Geschrieben am 05-07-2012

Hannover (ots) -

Sperrfrist: 05.07.2012 18:00
Bitte beachten Sie, dass diese Meldung erst nach Ablauf der
Sperrfrist zur Veröffentlichung freigegeben ist.

In einer Feierstunde in der Alten Aula der Universität Marburg
überreichte der Vorsitzende des Rates der Evangelischen Kirche in
Deutschland (EKD), Präses Nikolaus Schneider, am heutigen Donnerstag
den Hanna Jursch-Preis der EKD an die Marburger Theologin Ruth Poser.
Der Rat der EKD hatte ihr diese Auszeichnung für ihre Dissertation
über das Ezechielbuch verliehen, die unter dem folgenden Titel
erschienen ist: "Es stand dort geschrieben: Tiefstes Wehklagen, Ach
und Weh (Ez 2,10b). Das Ezechielbuch als Traumaliteratur". Der Preis
dient der Förderung herausragender wissenschaftlich-theologischer
Arbeiten aus der Perspektive von Frauen.

In seiner Festrede würdigte Schneider die feministische Theologie.
Diese weise auf Engführungen hin, die sich mit den klassischen
Gottesbildern in unser kulturelles Gedächtnis eingegraben haben.
Gottesbilder, so der Ratsvorsitzende, seien aber immer zugleich auch
Menschenbilder, denn die Bibel bezeuge keinen "an sich" existierenden
Gott, sondern vielmehr seien alle biblischen Texte situationsbezogene
und beziehungsbezogene Zeugnisse und Auslegungen von Gottes Wort. Für
die biblischen Texte und für heutiges theologisches Nachdenken und
Reden - und besonders auch für alle biblischen und heutigen
Gottesbilder - gelte: Menschen konnten und können Gotteswort und
Menschenwort ebenso wie Gottesgeist und Menschengeist nicht eindeutig
trennen und unterscheiden.

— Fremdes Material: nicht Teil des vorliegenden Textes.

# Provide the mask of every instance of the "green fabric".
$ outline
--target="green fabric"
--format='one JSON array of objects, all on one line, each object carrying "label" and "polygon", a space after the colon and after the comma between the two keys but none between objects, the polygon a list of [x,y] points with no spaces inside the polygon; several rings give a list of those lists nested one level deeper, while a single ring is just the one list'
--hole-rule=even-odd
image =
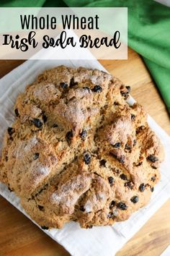
[{"label": "green fabric", "polygon": [[128,45],[143,57],[170,112],[169,7],[153,0],[45,1],[45,0],[1,1],[0,7],[40,7],[45,4],[45,7],[128,7]]}]

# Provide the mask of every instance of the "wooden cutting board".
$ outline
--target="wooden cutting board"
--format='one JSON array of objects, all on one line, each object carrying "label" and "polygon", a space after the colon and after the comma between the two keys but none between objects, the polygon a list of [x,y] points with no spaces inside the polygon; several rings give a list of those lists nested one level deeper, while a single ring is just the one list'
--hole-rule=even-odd
[{"label": "wooden cutting board", "polygon": [[[22,62],[0,61],[0,77]],[[127,61],[100,62],[111,74],[131,86],[133,97],[170,135],[170,121],[165,105],[140,57],[129,49]],[[159,256],[170,242],[169,211],[168,201],[116,255]],[[69,255],[1,197],[0,227],[0,256]]]}]

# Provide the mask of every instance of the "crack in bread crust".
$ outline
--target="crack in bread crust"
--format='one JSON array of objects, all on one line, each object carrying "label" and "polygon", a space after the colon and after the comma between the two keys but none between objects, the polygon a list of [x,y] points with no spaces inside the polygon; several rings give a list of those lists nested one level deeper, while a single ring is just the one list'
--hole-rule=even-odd
[{"label": "crack in bread crust", "polygon": [[106,72],[60,66],[18,96],[0,179],[40,225],[112,225],[148,203],[164,150],[129,92]]}]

Damit Gottesbilder nicht zu Götzen werden,
sei ihre konkrete Kontextualität kritisch und selbstkritisch zu
reflektieren. Schneider: "Gut, dass die feministische Theologie uns
dafür eine neue Sensibilität geschenkt hat und bis heute schenkt."

Der Alttestamentler Prof. Dr. Ernst-Joachim Waschke aus Halle
würdigte die ausgezeichnete Arbeit für die Jury. Unter dem
Blickwinkel der "Trauma-Literatur" habe Ruth Poser eine ganz neue
Perspektive auf die bizarren Bilder und teils grotesken Visionen des
Ezechielbuches ins Gespräch gebracht. "Ihr gelingt es aus dieser
Perspektive nicht nur, die bis heute dunklen, schwer verständlichen
und oft umstrittenen Textpassagen plausibel zu interpretieren,
sondern auch eine Konzeption zu entwickeln, von der aus sich das Buch
in seinen divergierenden Teilen als eine in sich geschlossene Einheit
verstehen lässt." Die Arbeit biete einen wichtigen biblischen Bezug
für alle, die sich mit Fragen der Gewalt und des Krieges oder in der
Seelsorge mit den Erlebnissen und Erfahrungen traumatisierter
Menschen auseinander setzten, so Waschke.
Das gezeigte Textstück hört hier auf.